One reason latinos may be more willing than others to gamble on a new business is that so many have already taken considerable risks–whether to get to the U.S. in the first place or just to get ahead. Compared with the risks of crossing a border or merely enduring the hardships that can still result from belonging to a minority group in the country, the uncertainty of starting a business seems almost negligible. “You generally come [to the country] with fewer resources,” says Sol Trujillo, former CEO of Telstra, Orange and US West. “Therefore you have to be more risk-taking, more entrepreneurial, and you generally have to work harder.”
Despite their booming growth, Latino-owned businesses are typically smaller than others. A new Census survey of entrepreneurs found that in 2014, the average Hispanic-owned company had sales of about $1.1 million; white-owned firms averaged about $2.4 million. It’s a gap that Trujillo and other business leaders attribute to a dearth of mentoring available to new Latino business owners. “If you were going to look and say what’s the biggest thing, it’s access to networks,” says Remy Arteaga, executive director of the Latino Business Action Network, of the challenges facing Latino entrepreneurs. “That also means access to resources, access to talent for employees and access to mentors.”

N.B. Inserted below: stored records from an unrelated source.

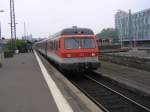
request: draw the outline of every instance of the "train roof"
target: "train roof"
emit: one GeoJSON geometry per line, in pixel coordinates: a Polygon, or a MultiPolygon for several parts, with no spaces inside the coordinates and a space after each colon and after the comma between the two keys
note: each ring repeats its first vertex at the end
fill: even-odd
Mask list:
{"type": "Polygon", "coordinates": [[[76,34],[84,34],[84,35],[93,35],[93,31],[89,28],[65,28],[61,31],[61,35],[76,35],[76,34]]]}

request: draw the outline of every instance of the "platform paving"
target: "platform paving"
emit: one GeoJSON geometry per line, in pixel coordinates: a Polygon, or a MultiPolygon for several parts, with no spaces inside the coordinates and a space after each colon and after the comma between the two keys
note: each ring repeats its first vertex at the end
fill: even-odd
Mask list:
{"type": "Polygon", "coordinates": [[[4,60],[0,112],[58,112],[33,53],[4,60]]]}
{"type": "Polygon", "coordinates": [[[125,67],[114,63],[101,61],[102,66],[97,70],[103,76],[118,81],[130,89],[150,95],[150,72],[125,67]]]}

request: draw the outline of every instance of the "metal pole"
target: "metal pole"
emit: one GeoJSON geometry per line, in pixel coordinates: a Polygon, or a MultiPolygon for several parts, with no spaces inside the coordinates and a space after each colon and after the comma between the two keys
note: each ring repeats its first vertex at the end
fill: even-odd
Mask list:
{"type": "Polygon", "coordinates": [[[12,3],[11,3],[11,0],[10,0],[10,29],[11,29],[11,50],[13,50],[13,31],[12,31],[12,10],[11,10],[11,7],[12,7],[12,3]]]}
{"type": "Polygon", "coordinates": [[[1,29],[1,22],[0,22],[0,40],[2,39],[2,33],[1,33],[2,29],[1,29]]]}
{"type": "MultiPolygon", "coordinates": [[[[0,12],[4,12],[4,10],[0,10],[0,12]]],[[[1,27],[1,21],[0,21],[0,40],[2,39],[2,27],[1,27]]]]}
{"type": "Polygon", "coordinates": [[[131,10],[129,10],[129,43],[132,48],[132,20],[131,20],[131,10]]]}

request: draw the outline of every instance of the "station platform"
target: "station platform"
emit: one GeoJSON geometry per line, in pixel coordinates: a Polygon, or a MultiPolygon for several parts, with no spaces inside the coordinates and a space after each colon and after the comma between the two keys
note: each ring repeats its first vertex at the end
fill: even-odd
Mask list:
{"type": "Polygon", "coordinates": [[[102,112],[63,76],[56,79],[56,70],[38,57],[34,52],[4,60],[0,68],[0,112],[102,112]]]}
{"type": "Polygon", "coordinates": [[[101,61],[96,72],[142,95],[150,95],[150,72],[101,61]]]}

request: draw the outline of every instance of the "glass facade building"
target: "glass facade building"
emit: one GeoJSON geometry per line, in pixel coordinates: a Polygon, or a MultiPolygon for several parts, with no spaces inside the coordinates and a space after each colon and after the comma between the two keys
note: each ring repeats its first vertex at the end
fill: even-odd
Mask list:
{"type": "Polygon", "coordinates": [[[115,14],[115,27],[120,41],[150,40],[150,9],[133,14],[118,10],[115,14]]]}

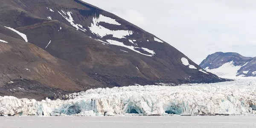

Still, in 2012, Latino-owned businesses employed 2.5 million workers, according to the Stanford study, a number that has likely grown since. Flores employs four people at Lux Beauty Club. She doesn’t have the old-boy network with ties to deep pockets that other startup owners might enjoy. But she hopes to expand through partnerships with other companies and by wooing beauty bloggers like Hadley Darag, who was in the office to film a promotional video on the day that TIME paid a visit. “It’s about being scrappy,” Flores explains, “but it’s about the community really helping each other, and that’s important because I want another woman like me to also start her own business.”
The pattern is repeated in real estate. From 2000 to 2014, Hispanics accounted for about half of the growth in homeownership in the U.S., according to the National Association of Hispanic Real Estate Professionals (NAHREP). In 2014 alone, Hispanics were responsible for 40% of homeownership growth, the largest share among any racial or ethnic group.
Banks have taken note. “We could see the growth happening around us,” says John Stumpf, CEO of Wells Fargo. “It was one of those just obvious things.” To that end, Wells Fargo announced a goal of lending $125 billion to Hispanic home buyers over the next 10 years. As part of its outreach, the bank is working on ways to make loans more accessible to immigrant families. Brad Blackwell, head of portfolio lending for Wells Fargo Home Mortgage, says the bank has encountered many Hispanic families that have multiple generations living together and contributing to household wealth, but traditional loan programs typically count only the incomes of the two people applying for the mortgage. A new Wells Fargo program would factor in that extended-household income to increase the chance of loan approval.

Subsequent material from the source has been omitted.